Też ci na stałych umowach?
Do tej pory przygotowano zwolnienia dla 4 osób. Okres wypowiedzenia – 3 dni!
-To są zwolnienia osób, które były u nas na zastępstwo. Nie wszystkie jeszcze panie otrzymały wypowiedzenie, bo część z nich była na zwolnieniu lekarskim – mówi nam Edyta Zart.
Dyrektor próbuje ciąć koszty. Finansową sytuację Laguny próbuje ratować poprzez zaciskanie pasa. Teraz pod nóż ma iść część pracowników z umowami na stałe.
W atmosferze strachu
Pracownicy narzekają na złą atmosferę.
-Dyrektor wcale z nami nie rozmawia, w ogóle nie przedstawiła się jeszcze całej załodze. Wśród pracowników panuje strach. Miałyśmy iść do burmistrza, ale dowiedziałyśmy się, że możemy być zwolnione – mówi nam jedna z pracownic CW Laguna.
Trwają rozmowy ze związkami zawodowymi.
Szuka oszczędności
Nowa dyrektor szuka oszczędności w wielu dzidzinach. Czy nie odbiją się onae na jakości świadczonych usług.

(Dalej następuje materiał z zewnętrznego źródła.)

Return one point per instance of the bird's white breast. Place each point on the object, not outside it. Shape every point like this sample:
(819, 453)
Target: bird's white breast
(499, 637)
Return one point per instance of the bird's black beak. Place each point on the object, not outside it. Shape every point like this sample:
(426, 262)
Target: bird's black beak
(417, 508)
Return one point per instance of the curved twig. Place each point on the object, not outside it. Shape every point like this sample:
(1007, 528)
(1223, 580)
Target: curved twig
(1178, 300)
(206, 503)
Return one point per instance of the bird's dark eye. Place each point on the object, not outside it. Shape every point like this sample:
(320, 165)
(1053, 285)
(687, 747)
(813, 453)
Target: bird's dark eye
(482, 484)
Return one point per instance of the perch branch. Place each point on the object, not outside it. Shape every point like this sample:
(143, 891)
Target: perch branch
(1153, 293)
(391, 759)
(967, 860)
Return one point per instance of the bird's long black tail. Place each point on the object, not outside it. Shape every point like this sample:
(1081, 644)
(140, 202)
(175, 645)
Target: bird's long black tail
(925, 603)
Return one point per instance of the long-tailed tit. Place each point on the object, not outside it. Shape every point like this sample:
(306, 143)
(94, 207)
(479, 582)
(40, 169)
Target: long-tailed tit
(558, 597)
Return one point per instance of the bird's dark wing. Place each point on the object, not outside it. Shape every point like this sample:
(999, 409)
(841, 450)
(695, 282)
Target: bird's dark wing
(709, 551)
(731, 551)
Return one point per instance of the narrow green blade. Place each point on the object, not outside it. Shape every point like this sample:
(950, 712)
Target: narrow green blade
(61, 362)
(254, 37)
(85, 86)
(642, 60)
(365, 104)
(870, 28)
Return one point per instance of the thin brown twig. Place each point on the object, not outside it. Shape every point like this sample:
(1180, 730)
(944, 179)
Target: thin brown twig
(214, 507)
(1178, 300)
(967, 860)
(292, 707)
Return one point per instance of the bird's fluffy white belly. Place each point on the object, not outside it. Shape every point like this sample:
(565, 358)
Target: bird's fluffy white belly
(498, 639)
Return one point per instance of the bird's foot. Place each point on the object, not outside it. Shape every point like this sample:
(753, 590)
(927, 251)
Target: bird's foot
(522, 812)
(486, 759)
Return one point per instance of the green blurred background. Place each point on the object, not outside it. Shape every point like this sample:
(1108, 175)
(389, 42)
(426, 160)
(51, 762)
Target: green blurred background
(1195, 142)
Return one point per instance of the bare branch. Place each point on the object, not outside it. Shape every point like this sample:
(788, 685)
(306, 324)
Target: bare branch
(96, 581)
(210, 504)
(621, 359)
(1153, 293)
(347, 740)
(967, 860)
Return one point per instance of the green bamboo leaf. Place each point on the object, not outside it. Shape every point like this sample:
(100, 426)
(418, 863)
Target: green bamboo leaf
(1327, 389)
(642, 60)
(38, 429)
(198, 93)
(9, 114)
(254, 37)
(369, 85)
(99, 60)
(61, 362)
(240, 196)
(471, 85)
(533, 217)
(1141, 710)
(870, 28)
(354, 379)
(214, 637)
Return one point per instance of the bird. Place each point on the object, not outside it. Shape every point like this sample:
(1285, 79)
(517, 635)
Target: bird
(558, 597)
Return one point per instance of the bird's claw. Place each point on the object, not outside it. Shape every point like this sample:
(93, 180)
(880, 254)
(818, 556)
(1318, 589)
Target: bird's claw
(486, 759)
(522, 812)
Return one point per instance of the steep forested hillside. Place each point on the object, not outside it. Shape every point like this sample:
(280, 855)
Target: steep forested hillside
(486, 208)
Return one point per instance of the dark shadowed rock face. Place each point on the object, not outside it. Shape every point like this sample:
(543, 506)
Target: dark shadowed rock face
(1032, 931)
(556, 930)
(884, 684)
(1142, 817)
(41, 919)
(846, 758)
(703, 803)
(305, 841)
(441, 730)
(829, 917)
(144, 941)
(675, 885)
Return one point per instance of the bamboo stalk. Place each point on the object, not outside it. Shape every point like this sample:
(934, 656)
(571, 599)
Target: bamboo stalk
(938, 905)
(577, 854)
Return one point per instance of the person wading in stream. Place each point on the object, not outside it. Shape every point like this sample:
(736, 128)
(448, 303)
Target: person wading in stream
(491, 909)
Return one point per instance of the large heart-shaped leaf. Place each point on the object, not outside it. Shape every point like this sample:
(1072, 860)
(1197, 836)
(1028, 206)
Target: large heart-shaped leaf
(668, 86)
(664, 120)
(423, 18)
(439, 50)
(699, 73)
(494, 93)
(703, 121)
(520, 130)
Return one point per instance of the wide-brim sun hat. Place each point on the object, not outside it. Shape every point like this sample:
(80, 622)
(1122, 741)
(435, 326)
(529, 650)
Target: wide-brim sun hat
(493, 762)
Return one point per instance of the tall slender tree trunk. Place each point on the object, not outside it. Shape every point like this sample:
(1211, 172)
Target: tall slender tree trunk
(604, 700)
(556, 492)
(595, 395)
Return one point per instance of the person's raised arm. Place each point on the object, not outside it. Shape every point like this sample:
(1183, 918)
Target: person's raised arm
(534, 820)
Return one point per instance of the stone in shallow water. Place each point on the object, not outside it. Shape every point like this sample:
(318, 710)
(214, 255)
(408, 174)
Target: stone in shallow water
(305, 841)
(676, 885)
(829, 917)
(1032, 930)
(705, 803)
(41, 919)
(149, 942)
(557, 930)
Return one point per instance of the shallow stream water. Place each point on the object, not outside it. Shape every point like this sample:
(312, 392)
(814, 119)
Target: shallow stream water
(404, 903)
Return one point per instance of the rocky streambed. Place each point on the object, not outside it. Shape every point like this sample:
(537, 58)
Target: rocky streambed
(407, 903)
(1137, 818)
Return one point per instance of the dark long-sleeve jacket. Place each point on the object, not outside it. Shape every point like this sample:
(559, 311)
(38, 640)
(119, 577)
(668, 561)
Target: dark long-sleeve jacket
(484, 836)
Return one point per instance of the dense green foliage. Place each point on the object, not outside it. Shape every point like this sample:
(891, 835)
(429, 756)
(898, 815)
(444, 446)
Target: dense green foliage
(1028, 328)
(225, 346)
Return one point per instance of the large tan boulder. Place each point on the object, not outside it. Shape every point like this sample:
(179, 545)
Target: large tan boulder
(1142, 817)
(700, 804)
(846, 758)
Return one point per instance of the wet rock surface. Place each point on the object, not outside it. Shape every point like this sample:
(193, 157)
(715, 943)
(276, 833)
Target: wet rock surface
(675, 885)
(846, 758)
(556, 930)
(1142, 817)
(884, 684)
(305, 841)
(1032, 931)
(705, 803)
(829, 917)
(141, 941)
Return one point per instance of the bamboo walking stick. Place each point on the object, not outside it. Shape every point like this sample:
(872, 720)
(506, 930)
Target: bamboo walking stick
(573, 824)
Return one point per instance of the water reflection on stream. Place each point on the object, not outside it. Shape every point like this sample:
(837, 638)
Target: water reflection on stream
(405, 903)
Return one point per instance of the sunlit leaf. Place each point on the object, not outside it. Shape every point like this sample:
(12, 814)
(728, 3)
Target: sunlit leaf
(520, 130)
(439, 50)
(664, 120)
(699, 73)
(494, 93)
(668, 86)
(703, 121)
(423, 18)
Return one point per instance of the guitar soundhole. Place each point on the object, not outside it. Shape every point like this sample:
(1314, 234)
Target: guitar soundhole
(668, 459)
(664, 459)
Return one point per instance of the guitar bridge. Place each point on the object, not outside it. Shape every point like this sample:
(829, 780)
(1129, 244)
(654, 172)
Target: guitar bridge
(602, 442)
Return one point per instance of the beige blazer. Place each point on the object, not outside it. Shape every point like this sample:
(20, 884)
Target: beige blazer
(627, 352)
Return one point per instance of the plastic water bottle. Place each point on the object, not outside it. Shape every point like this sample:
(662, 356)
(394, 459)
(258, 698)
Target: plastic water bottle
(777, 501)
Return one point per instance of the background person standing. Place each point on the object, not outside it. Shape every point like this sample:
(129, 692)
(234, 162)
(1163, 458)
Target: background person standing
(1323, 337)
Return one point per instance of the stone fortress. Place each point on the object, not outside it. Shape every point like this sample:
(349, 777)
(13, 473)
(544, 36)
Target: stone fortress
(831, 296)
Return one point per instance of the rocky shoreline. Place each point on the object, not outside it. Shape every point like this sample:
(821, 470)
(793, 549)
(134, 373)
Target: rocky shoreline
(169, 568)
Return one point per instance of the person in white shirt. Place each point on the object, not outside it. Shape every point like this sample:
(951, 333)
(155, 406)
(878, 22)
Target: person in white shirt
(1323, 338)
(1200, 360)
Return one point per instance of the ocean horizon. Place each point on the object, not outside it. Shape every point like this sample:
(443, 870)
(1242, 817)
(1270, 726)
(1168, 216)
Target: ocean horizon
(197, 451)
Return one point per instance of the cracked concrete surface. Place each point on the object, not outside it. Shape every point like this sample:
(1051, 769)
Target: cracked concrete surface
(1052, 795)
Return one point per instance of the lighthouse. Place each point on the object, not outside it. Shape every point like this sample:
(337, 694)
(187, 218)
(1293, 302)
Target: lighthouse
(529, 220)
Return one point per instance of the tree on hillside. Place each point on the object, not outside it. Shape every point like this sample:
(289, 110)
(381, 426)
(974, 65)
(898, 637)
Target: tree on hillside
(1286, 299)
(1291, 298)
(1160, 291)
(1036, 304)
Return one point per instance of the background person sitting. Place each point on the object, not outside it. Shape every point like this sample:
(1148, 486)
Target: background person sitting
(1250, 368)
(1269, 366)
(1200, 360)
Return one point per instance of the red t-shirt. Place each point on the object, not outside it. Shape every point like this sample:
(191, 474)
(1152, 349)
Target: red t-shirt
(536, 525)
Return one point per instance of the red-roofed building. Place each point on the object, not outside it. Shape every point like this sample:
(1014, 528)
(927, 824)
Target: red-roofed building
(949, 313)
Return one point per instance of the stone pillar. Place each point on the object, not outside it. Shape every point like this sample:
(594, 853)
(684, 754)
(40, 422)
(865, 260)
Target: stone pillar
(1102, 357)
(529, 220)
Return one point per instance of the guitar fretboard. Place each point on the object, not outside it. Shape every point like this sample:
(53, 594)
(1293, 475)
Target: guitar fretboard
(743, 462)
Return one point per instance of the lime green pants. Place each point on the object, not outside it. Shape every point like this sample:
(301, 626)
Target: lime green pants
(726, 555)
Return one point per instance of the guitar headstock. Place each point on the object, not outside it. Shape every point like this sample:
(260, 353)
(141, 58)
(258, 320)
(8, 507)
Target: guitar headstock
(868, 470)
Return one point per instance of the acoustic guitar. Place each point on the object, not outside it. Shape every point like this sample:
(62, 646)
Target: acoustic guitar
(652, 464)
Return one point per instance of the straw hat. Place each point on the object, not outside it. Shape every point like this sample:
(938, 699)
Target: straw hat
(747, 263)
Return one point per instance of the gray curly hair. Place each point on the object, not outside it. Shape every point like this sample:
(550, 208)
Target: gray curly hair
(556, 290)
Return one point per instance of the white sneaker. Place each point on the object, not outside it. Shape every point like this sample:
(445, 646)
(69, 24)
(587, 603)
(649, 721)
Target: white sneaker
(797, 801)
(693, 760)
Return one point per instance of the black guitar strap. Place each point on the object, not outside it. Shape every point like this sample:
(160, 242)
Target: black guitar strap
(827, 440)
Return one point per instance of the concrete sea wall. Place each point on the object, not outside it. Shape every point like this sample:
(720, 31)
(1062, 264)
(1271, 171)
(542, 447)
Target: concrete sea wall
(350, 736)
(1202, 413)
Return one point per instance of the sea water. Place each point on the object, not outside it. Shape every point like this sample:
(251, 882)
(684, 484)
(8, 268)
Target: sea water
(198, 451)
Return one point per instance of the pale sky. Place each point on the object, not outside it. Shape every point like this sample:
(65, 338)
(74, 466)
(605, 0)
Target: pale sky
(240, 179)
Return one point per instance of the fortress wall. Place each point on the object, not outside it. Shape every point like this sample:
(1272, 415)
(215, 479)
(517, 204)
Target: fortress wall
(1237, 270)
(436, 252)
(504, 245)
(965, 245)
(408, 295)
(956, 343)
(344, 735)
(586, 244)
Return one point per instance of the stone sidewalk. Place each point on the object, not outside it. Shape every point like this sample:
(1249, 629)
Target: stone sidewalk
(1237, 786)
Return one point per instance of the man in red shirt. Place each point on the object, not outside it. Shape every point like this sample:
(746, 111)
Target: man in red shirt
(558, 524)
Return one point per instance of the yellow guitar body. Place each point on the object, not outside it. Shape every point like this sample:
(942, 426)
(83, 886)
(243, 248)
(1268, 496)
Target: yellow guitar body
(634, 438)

-Usługi zachowane są na stałym poziomie. Nasze działania oszczędnościowe polegają np. na tym, że gdy z samego rana na basenie znajduje się ok. 10 osób i są to ludzie dorośli, to nie puszczamy wody w rurach, bo nikt do godziny 9 nie zjeżdża. Zjeżdżalnie są to tak wielkie urządzenia, że powodują bardzo wysokie koszty (90 tys. zł). Gdy pojawia się pierwsze dziecko na basenie, automatycznie wszystkie rury są uruchamiane – mówi dyrektor Edyta Zart.